Cours d’agriculture (Rozier)/TANCHE


TANCHE, (Cyprinus tinca Lin.) poisson du genre des Carpes. (Consultez cet article.)

Caractères spécifiques : Vingt-cinq rayons à la nageoire anale ; celle de la queue entière ; le corps enduit à l’extérieur d’une mucosité visqueuse ; deux barbillons.

Ce poisson, également commun dans les rivières, les lacs et les étangs, n’atteint guères au delà de dix pouces de longueur. Sa tête est petite, à proportion du corps, qui est court et large. Sa bouche a peu d’ouverture, et chacune des mâchoires est armée de quatre dents larges et courtes. De petites écailles adhèrent fortement à la peau ; elles sont noires sur le dos, d’une teinte moins foncée sur les côtés, avec un mélange de vert jaunâtre, et blanchâtres sous le ventre. Les nageoires sont généralement d’un violet noirâtre ; mais toutes ces nuances sont sujettes à varier, suivant l’âge, le sexe du poisson, et les qualités de l’eau dans laquelle il vit. Plus les eaux sont fangeuses, plus la tanche est noire ; elle prend un jaune doré plus brillant, à mesure que les eaux coulent plus rapidement sur un fond de sable ou de cailloux. Le mâle est plus coloré que la femelle ; il est aussi plus petit, mais ses nageoires ont plus d’étendue.

Après la carpe, c’est la tanche qui intéresse le plus l’économie. On cherche à la multiplier dans les étangs, où elle se propage facilement. Il n’est point d’eaux stagnantes, de mares, de fossés, d’abreuvoirs même, où elle ne réussisse très-bien. Elle se plaît, de préférence, dans les eaux tranquilles et limoneuses, et elle passe l’hiver enfoncée dans la vase : de là vient que sa chair a presque toujours un goût de fange, si l’on n’a pas eu soin de faire dégorger ce poisson dans une eau claire quelques jours avant de l’apprêter. Il fournit alors un assez bon mets.

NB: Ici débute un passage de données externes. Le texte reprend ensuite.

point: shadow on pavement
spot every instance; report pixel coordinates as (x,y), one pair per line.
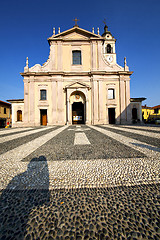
(25,192)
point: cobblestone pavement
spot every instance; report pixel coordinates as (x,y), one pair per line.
(80,182)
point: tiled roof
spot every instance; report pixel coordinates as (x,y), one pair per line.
(5,103)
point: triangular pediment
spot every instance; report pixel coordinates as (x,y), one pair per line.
(77,85)
(75,33)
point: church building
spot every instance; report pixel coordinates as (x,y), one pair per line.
(80,83)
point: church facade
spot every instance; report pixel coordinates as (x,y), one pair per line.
(81,82)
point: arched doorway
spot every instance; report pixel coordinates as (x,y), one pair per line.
(78,102)
(134,113)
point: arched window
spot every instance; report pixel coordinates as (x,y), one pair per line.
(109,48)
(43,95)
(19,115)
(76,57)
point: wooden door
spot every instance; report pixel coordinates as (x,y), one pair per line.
(44,117)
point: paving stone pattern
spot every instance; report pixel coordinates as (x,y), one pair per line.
(108,189)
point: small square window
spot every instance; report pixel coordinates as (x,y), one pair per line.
(43,95)
(76,57)
(111,94)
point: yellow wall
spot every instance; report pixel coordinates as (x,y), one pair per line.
(2,115)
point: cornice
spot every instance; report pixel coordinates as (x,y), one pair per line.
(28,74)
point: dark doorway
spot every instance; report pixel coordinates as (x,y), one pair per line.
(43,116)
(77,113)
(111,115)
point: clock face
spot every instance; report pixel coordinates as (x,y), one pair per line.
(110,59)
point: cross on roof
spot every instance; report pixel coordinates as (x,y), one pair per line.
(76,20)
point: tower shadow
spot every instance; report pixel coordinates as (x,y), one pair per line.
(26,192)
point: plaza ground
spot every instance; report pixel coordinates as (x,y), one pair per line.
(80,182)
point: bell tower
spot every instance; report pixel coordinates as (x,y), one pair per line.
(109,46)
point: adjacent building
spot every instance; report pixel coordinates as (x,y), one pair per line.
(80,82)
(151,114)
(5,114)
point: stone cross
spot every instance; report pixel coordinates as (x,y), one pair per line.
(76,20)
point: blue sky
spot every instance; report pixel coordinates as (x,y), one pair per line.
(26,25)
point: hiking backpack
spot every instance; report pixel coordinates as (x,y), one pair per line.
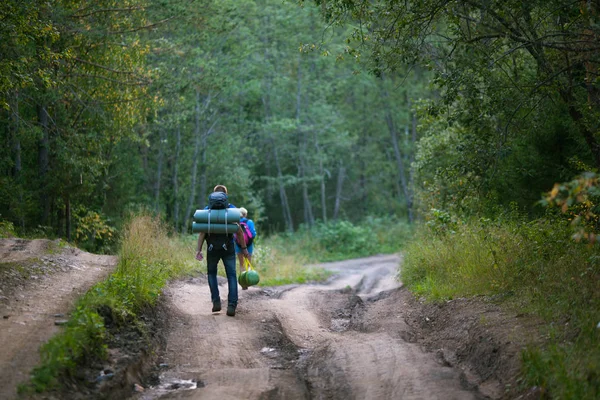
(247,234)
(219,201)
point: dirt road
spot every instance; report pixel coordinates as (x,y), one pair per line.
(39,282)
(341,340)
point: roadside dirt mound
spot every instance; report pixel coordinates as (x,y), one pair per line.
(39,282)
(360,336)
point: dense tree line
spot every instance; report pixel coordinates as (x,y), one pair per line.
(310,111)
(518,101)
(110,106)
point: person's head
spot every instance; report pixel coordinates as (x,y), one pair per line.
(220,188)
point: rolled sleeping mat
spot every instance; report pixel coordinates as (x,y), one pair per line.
(218,216)
(214,228)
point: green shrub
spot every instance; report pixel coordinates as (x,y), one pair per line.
(7,229)
(148,258)
(539,269)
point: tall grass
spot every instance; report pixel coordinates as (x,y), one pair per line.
(537,268)
(342,240)
(148,258)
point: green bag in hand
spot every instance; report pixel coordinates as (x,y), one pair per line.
(249,277)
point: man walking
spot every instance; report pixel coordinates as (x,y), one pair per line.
(221,247)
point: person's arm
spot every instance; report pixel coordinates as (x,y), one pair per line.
(252,227)
(201,237)
(242,240)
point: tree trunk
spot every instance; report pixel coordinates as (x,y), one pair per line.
(203,169)
(159,170)
(174,179)
(44,163)
(302,168)
(338,190)
(68,217)
(16,151)
(192,197)
(389,119)
(285,207)
(323,188)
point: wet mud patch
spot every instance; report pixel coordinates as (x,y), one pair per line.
(340,311)
(278,348)
(476,335)
(324,379)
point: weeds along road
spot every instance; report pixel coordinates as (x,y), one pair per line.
(33,307)
(340,340)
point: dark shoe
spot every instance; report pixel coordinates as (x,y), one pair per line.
(231,311)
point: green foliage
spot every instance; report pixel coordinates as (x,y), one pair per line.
(7,229)
(579,200)
(93,232)
(342,240)
(538,268)
(148,258)
(81,342)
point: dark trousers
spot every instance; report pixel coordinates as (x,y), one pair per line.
(212,259)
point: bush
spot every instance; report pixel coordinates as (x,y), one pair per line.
(148,258)
(539,266)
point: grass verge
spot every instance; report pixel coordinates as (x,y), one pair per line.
(148,259)
(535,267)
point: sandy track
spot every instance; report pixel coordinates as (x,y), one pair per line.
(342,340)
(29,313)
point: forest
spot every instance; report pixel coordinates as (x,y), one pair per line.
(473,124)
(308,111)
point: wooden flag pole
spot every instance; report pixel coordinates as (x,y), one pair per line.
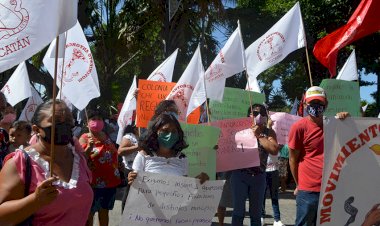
(246,74)
(308,64)
(52,149)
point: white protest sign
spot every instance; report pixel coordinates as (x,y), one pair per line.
(350,184)
(157,199)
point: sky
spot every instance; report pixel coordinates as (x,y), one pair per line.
(365,91)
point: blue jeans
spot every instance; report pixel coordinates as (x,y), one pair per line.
(307,207)
(245,186)
(272,184)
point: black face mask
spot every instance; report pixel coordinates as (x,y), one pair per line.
(62,136)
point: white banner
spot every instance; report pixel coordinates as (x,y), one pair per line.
(184,88)
(126,112)
(80,79)
(17,87)
(350,192)
(30,106)
(164,72)
(28,26)
(156,199)
(286,36)
(349,71)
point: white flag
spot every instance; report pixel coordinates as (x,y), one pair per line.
(126,112)
(18,86)
(229,61)
(28,26)
(349,71)
(31,105)
(164,72)
(184,88)
(252,84)
(286,36)
(80,79)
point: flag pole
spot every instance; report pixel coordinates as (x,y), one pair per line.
(52,149)
(308,63)
(246,73)
(63,67)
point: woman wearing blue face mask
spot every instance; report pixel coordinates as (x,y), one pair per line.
(250,182)
(161,150)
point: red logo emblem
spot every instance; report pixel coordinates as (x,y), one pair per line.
(270,48)
(79,65)
(13,18)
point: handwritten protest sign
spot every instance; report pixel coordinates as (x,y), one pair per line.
(235,104)
(350,186)
(237,146)
(152,93)
(342,96)
(281,125)
(201,152)
(156,199)
(149,95)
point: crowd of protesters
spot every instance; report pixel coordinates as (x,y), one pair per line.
(89,166)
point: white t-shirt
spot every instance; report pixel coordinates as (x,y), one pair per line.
(155,164)
(128,160)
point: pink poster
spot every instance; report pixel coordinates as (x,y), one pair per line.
(237,146)
(282,123)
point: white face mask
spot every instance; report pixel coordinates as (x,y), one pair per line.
(261,120)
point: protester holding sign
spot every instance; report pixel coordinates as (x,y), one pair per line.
(250,182)
(128,150)
(103,161)
(306,155)
(161,149)
(64,199)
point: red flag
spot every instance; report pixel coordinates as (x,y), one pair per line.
(363,22)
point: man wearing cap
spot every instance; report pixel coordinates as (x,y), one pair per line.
(306,155)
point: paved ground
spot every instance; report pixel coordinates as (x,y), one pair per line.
(287,209)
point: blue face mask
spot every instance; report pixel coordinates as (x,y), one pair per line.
(175,115)
(315,110)
(167,139)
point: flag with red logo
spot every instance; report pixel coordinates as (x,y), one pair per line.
(286,36)
(181,93)
(28,26)
(76,70)
(363,22)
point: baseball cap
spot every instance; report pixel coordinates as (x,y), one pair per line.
(315,93)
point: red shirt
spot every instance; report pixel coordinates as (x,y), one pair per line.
(103,165)
(307,137)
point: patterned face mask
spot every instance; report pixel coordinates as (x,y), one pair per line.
(315,110)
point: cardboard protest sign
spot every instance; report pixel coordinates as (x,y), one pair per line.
(237,146)
(281,125)
(235,104)
(150,94)
(342,96)
(201,152)
(350,185)
(156,199)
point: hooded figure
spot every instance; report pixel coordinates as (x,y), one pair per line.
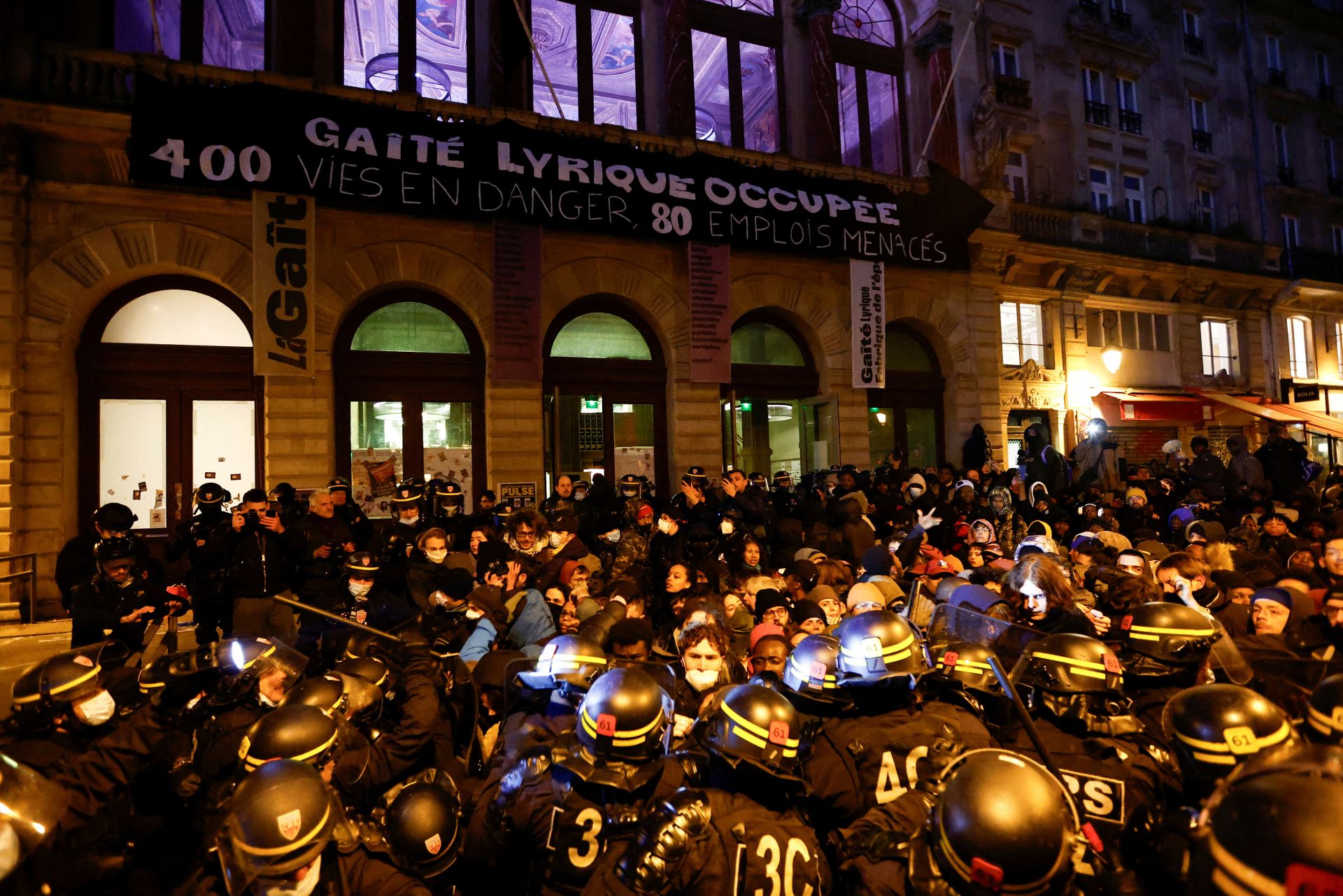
(1095,458)
(1009,527)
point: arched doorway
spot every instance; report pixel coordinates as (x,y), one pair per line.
(604,401)
(167,399)
(907,415)
(410,397)
(772,417)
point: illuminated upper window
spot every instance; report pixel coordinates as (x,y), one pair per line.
(869,20)
(410,327)
(372,42)
(765,343)
(178,318)
(601,335)
(559,30)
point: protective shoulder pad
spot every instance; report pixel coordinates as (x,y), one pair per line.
(664,841)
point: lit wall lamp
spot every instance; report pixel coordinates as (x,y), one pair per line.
(1112,355)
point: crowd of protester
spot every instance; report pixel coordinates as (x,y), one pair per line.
(1076,674)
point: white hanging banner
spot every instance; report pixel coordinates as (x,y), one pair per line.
(868,324)
(284,284)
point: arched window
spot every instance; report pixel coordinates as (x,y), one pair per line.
(602,35)
(772,418)
(604,401)
(867,48)
(735,45)
(167,399)
(436,36)
(907,415)
(410,392)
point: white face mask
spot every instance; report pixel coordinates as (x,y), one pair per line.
(97,710)
(702,678)
(271,887)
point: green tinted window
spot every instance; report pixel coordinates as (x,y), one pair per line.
(601,335)
(765,344)
(907,354)
(410,327)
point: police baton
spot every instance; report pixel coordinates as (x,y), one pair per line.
(336,617)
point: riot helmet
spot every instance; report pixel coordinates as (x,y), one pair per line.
(877,646)
(569,664)
(1163,639)
(1001,823)
(281,818)
(623,725)
(422,823)
(756,726)
(1211,728)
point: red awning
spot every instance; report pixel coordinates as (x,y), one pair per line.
(1276,411)
(1154,406)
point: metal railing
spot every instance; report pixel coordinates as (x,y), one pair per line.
(15,581)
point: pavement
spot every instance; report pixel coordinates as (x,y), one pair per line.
(23,645)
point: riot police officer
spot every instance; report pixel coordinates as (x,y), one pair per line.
(743,830)
(201,541)
(871,755)
(557,811)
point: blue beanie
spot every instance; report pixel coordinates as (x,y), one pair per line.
(876,562)
(1281,595)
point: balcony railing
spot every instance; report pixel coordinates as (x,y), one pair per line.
(1013,92)
(1097,113)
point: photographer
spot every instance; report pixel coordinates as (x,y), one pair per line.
(321,543)
(260,557)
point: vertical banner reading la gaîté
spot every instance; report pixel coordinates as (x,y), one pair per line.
(284,319)
(711,313)
(868,324)
(518,301)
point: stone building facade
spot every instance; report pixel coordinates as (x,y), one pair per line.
(1186,269)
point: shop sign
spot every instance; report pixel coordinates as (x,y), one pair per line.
(711,313)
(518,495)
(868,328)
(376,157)
(284,322)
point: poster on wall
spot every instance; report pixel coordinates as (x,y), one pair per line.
(371,156)
(868,324)
(711,313)
(518,301)
(284,316)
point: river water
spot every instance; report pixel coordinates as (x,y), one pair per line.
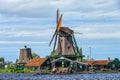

La tanche est beaucoup plus vorace que la carpe ; et, dans un étang où ces deux espèces sont mêlées, la première nuit à l’autre par la grande consommation qu’elle fait des substances qui servent à leur commune nourriture. Il passe pour constant qu’il faut plus de terrain pour nourrir cent tanches que pour entretenir cinq cents carpes. Il vaut mieux tenir les tanches à part ; et cela est d’autant plus aisé, qu’elles réussissent dans des amas d’eau où d’autres espèces ne pourroient subsister, ou ne feroient que languir. L’industrie de l’homme sait tirer parti de la gloutonnerie de la tanche ; s’il veut débarrasser les eaux des sangsues, qui font périr les jeunes canards et les oisons de sa basse-cour en s’attachant à leurs pattes, il y jette des tanches, dont ces vers deviennent bientôt la pâture.

Dans nos climats, le mois de juin est la saison marquée par la nature pour le frai des tanches. Les endroits les plus exposés au soleil, et les plus couverts de plantes aquatiques, sont ceux qu’elles choisissent pour déposer leurs œufs. À cette époque, elles sont meilleures à manger qu’en tout autre temps.

Pêche de la tanche. Diverses espèces de filets, et les hameçons servent à cette pêche. Les amorces que l’on y emploie avec le plus de fruit, sont les vers et les insectes. (S.)